Великий царь увидел уже то, чего не должен был видеть, так пусть же видит и остальное. Струи раскаленного воздуха рвали на клочки пурпурную мантию великого, справедливого и непобедимого. Великий царь наверняка ничего уже не видел и не слышал, и никто в целом мире не заметил, как полированное серебро четырех плоскостей узкими параллельными штрихами прорезало ночное небо и ночное море. Сопливо-зеленое море, вспомнилось вдруг ему. Сопливо-зеленое море, сопливо-зеленое небо, и лишь чернота ночи остается чернотой - настоящей, подлинной, раскрывающей суть вещей. Они летели во тьме, окруженные грохотом, и затейливыми ломаными линиями ложились их тени на волны морские.

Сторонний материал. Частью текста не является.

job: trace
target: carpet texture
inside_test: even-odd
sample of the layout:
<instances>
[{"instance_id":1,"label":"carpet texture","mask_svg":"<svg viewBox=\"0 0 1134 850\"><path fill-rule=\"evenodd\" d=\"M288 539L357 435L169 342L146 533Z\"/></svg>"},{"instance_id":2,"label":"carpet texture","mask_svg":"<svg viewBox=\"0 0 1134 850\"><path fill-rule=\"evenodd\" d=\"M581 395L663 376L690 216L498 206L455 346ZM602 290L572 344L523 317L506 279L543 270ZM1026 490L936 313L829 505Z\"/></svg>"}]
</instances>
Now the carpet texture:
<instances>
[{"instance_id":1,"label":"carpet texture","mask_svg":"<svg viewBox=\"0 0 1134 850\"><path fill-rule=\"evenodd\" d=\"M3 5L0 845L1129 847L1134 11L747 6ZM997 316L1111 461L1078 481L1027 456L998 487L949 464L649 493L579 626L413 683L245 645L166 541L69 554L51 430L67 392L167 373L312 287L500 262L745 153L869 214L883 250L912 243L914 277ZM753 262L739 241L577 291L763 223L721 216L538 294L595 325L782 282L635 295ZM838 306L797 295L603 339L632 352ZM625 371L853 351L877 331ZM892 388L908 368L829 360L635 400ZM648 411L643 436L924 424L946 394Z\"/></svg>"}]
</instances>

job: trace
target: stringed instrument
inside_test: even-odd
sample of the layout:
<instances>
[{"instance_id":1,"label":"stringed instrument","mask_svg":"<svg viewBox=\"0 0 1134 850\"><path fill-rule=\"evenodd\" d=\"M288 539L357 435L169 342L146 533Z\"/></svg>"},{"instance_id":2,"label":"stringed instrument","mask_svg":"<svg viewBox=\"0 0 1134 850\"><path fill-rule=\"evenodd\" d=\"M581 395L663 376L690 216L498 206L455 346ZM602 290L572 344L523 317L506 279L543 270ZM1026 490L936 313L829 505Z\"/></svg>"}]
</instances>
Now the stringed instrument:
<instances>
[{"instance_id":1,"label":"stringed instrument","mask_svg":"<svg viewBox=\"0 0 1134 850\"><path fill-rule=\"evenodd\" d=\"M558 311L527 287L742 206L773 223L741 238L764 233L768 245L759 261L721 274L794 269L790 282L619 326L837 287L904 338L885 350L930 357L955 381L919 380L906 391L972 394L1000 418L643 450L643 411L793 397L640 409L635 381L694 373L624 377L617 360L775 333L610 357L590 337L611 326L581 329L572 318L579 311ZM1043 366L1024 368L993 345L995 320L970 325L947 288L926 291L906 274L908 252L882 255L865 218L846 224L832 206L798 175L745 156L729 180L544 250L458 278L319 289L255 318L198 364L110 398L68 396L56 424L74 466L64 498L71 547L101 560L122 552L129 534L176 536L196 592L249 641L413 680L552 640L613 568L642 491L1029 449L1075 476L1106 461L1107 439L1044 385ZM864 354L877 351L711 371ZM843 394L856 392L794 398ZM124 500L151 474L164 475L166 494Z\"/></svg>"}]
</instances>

Он посмотрел направо: сын летел ровно, не слишком высоко и не слишком низко, не слишком медленно и не слишком быстро, и мастер был уверен, что вот так, на высоте, где полет требует наименьших усилий, доберется сын не то что до Сицилии - до Геракловых столпов. Сын уверенно шел к цели, и он помнил, должен был помнить уговор: великий мастер не умирает.
А у великого мастер были дела: следовало в самом деле испытать крылья по-настоящему. Он еще раз взглянул вниз и вправо и стал медленно набирать высоту.
Над морем поднималось солнце, когда рухнул он, мертвый, в безмолвии, под обледенелыми сверкающими крыльями с заолимпийских высот вниз, в то море, что было в честь погибшего названо Икарийским: сын помнил уговор.
И был Дедал словно бессмертный, и был он моложе, чем раньше, и сметливее, и смелее, но никогда больше не отрывался он от земли.
- Ну как? - спросил Сашка. - Припоминаешь?
Нет, совершенно не помнил Толик, чтоб попадалось ему такое, более того: абсолютно был Толик уверен, что читал эти листки впервые. Или Сашка имел в виду вкус кофе? "Припоминаешь", - очень по-вкусовому звучит...
- Кофе? - сказал Толик. - Да, очень вкусно, обязательно потом расскажешь, как ты его варишь.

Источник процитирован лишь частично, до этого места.